I say courts would dismiss "virtually" all such claims, because there's one exception: suits contesting government expenditures that allegedly violate the Establishment Clause of the First Amendment.
Thanks to a 1968 ruling by the Warren Court -- Flast v. Cohen -- a citizen can challenge a federal faith-based initiative (for example) without asserting anything beyond his status as a federal taxpayer.
In years since, disgruntled church-state separationists have used Flast to challenge federal programs like Title I (education assistance), the Adolescent Family Life Act, the AmeriCorps Education Awards Program, and even the National Motto ("In God We Trust"). By contrast, equally unhappy taxpayers may not challenge federal programs that they allege violate other limits on the power of Congress (like massive social welfare spending).
Controversy over Flast was extant even at the time of the decision, and was given voice in a meticulous dissent by Justice John Marshall Harlan. Granting private citizens the right to object on behalf of the general public when they have not been personally injured treats them like "private attorneys-general" even though these citizens are "indistinguishable from any group selected at random from among the general population, taxpayers and nontaxpayers alike."
In subsequent cases the Supreme Court has steadfastly refused to extend Flast rights to any area of law outside of the Establishment Clause. And even in that Establishment context the Court has insisted that the challenge be to federal spending, not to government action benefiting a religious group in other ways (such as the transferring of property, not money, to a religious college).
Flast itself, however, while confined to a limited (albeit important) set of applications, still stands. And that means the successors of Madalyn Murray O'Hair still enjoy a unique free pass to federal court to air their grievances.
That may soon change: The Supreme Court may be ready to consider overruling the anomalous Flast decision.
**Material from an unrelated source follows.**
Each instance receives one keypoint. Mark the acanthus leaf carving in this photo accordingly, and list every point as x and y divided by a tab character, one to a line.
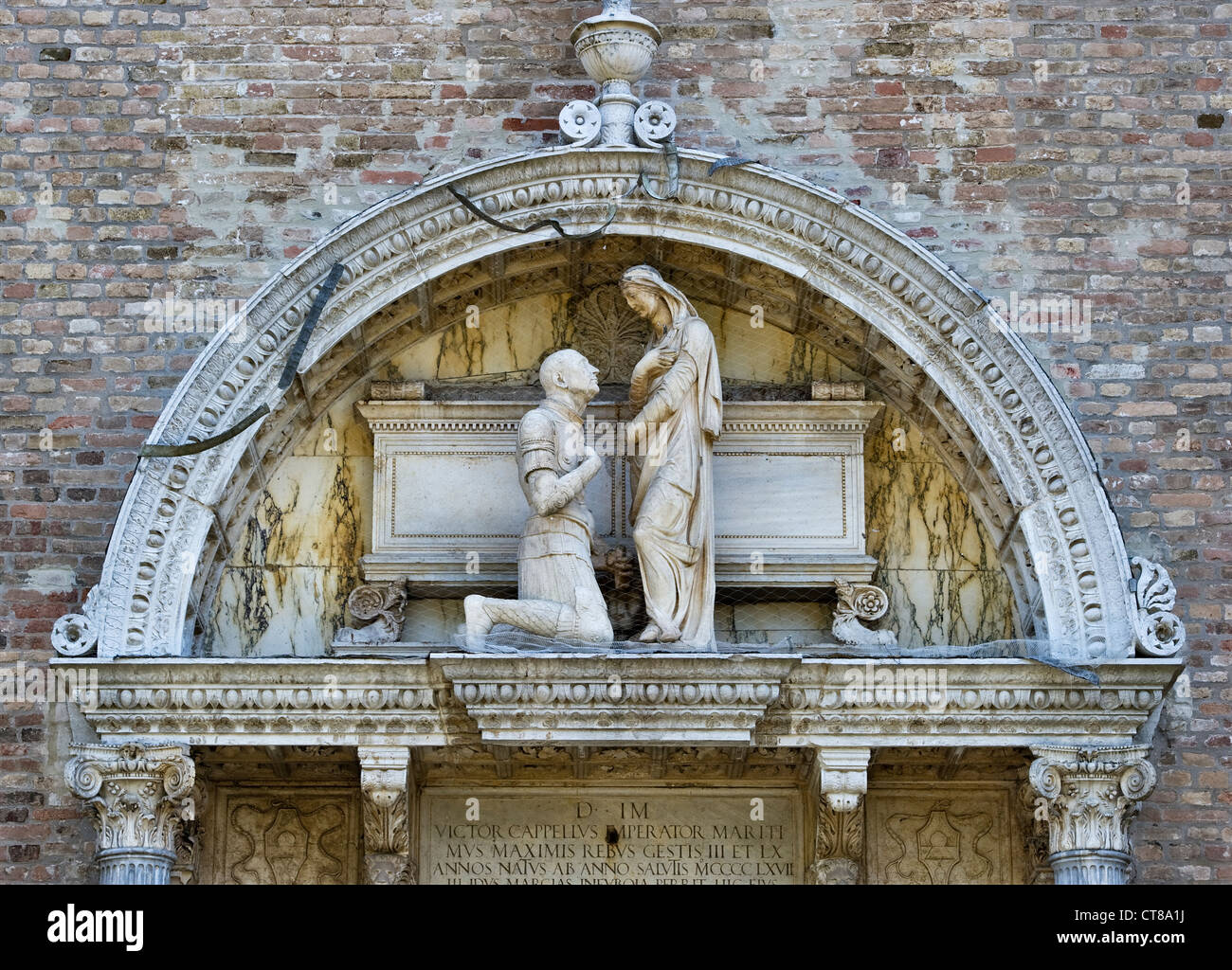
1158	632
861	602
382	603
The Court has already confined Flast, and in cases decided since, has systematically rejected every single argument Chief Justice Warren offered in support of the decision. (For details, see amicus brief the American Center for Law and Justice recently filed in the Supreme Court ).
Having already eroded the entire foundation supporting Flast, the Supreme Court has left it in a very precarious position. All the Court needs now is the will, and the opportunity, formally to overrule Flast.
The Court now has that opportunity. In Hein v. Freedom From Religion Foundation, the Bush administration asked the Supreme Court to review a lower court ruling that granted separationist taxpayers standing to sue over President Bush's faith-based initiatives; the Court has agreed to hear the case.
Waiting in the wings is University of Notre Dame v. Laskowski, in which Notre Dame is asking the Court to review the standing of those challenging an educational training grant awarded to that Catholic university. The attorneys for Notre Dame have expressly asked the Court to reconsider Flast. The Court will likely review Notre Dame's petition this month.
Whether in Hein or Notre Dame, the Court has the chance at last to correct an error that for decades has unfairly exempted church-state separationists from the rules governing every other citizen. The Warren Court made an unbelieving few more equal than the rest; the Roberts court can now right that wrong.